Ebenfalls sehr interessant fand ich den Artikel „Was nützt Ausstiegshilfe? Zur Evaluation des Aussteigerprogramms für Rechtsextremisten NRW“ (APR). Hier wird sehr schön die pädagogische Arbeit anhand konkreter Beispiele beschrieben und es werden sowohl Chancen, als auch Grenzen verdeutlicht. Was ich jedoch schade finde, ist, dass trotz des Ergebnisses, wonach „das APR […] in rund der Hälfte der Fälle […] vollumfänglich erfolgreich [war]“, die Verfasser_innen des Evaluationsberichtes sich an der Effizienzfrage so sehr aufhängen. Ich würde mir wünschen, über solch ein Deradikalisierungsprogramm mit mehr Selbstbewusstsein zu schreiben, Selbstbewusstsein im Sinne von Täterarbeit=Opferschutz. Und wenn dann für ein Aussteigerprojekt doch eine Rechtfertigungshaltung eingenommen wird, dann wäre es schön, den Grund dafür auch zu erklären. Also warum sie das Gefühl haben, sich eventuell rechtfertigen zu müssen. Gab es Anfeindungen? Wenn ja, von wem? Mit welchen Argumenten?

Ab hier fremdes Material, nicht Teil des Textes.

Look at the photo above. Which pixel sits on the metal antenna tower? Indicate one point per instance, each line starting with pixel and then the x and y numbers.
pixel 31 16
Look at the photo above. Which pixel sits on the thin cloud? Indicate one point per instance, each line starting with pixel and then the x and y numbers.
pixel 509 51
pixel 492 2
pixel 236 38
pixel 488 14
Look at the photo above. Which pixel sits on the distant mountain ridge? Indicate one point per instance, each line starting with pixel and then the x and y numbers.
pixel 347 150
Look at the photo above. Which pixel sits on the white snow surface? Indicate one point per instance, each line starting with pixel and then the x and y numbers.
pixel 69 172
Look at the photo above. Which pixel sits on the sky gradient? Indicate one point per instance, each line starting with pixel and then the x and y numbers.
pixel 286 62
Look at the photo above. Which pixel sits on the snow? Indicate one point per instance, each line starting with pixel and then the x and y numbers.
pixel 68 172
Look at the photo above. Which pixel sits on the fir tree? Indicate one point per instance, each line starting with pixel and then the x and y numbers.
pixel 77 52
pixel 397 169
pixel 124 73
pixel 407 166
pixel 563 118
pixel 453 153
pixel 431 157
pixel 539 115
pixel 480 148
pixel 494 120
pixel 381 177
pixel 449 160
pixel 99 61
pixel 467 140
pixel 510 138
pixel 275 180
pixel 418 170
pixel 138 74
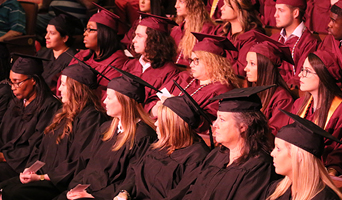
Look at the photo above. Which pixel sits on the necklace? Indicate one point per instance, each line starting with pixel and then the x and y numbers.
pixel 198 89
pixel 293 49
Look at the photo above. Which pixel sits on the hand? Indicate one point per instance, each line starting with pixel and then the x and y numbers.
pixel 76 195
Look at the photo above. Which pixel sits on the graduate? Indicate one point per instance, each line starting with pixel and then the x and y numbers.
pixel 241 167
pixel 263 62
pixel 119 142
pixel 210 74
pixel 156 50
pixel 334 28
pixel 103 47
pixel 65 139
pixel 297 152
pixel 191 17
pixel 172 160
pixel 294 34
pixel 59 38
pixel 321 79
pixel 27 115
pixel 241 22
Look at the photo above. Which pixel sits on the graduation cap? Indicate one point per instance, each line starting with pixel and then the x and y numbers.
pixel 65 21
pixel 130 85
pixel 189 110
pixel 213 44
pixel 295 3
pixel 82 74
pixel 305 135
pixel 241 99
pixel 105 17
pixel 156 22
pixel 28 65
pixel 273 50
pixel 90 67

Abgerundet wird die Zeitschrift durch Selbstdarstellungen diverser Demokratie fördernder Projekte und ein paar Buchbesprechungen.

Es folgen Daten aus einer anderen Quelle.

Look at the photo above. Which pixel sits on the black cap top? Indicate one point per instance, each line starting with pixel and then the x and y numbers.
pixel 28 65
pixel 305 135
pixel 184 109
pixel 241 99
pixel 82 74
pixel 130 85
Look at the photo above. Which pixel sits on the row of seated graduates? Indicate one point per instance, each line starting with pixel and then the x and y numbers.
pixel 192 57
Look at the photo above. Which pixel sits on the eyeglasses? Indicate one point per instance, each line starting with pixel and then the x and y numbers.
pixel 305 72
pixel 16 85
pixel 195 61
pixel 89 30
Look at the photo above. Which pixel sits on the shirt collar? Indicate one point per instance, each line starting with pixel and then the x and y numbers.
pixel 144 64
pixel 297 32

Abschließend lässt sich sagen, dass es den Herausgeber_innen gelungen ist, dem eigenen Anspruch, Wissenschaft mit Praxis zu verknüpfen, gerecht zu werden. Dass sich das Ganze durch die äußerst wissenschaftliche Schreibe zuweilen etwas mühselig liest, nun, das liegt in der Natur der Sache, schließlich ist das auch eine Fachzeitschrift und kein Fanzine.

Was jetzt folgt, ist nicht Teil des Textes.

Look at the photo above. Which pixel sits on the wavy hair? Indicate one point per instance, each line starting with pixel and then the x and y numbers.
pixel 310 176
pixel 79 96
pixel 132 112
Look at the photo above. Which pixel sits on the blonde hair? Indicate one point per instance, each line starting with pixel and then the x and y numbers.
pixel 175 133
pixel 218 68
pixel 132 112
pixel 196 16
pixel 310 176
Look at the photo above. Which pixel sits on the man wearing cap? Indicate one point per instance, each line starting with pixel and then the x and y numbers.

Kurz noch ein paar Worte zur Aufmachung: Die Zeitschrift erscheint im mir angenehm vertrauten, klassischen A5-Zine-Format, könnte sich von diesem Genre aber ruhig ein bisschen Gefühl für Gestaltung und Layout abgucken. Die Druckqualität ist ebenfalls nicht der Hit, wobei alles aber gut lesbar bleibt. Wenn also in Zukunft noch etwas Liebe zum Detail hinzukommt, dann erhält Demokratie gegen Menschenfeindlichkeit auch die Rahmung, die diese inhaltlich klasse Zeitschrift verdient.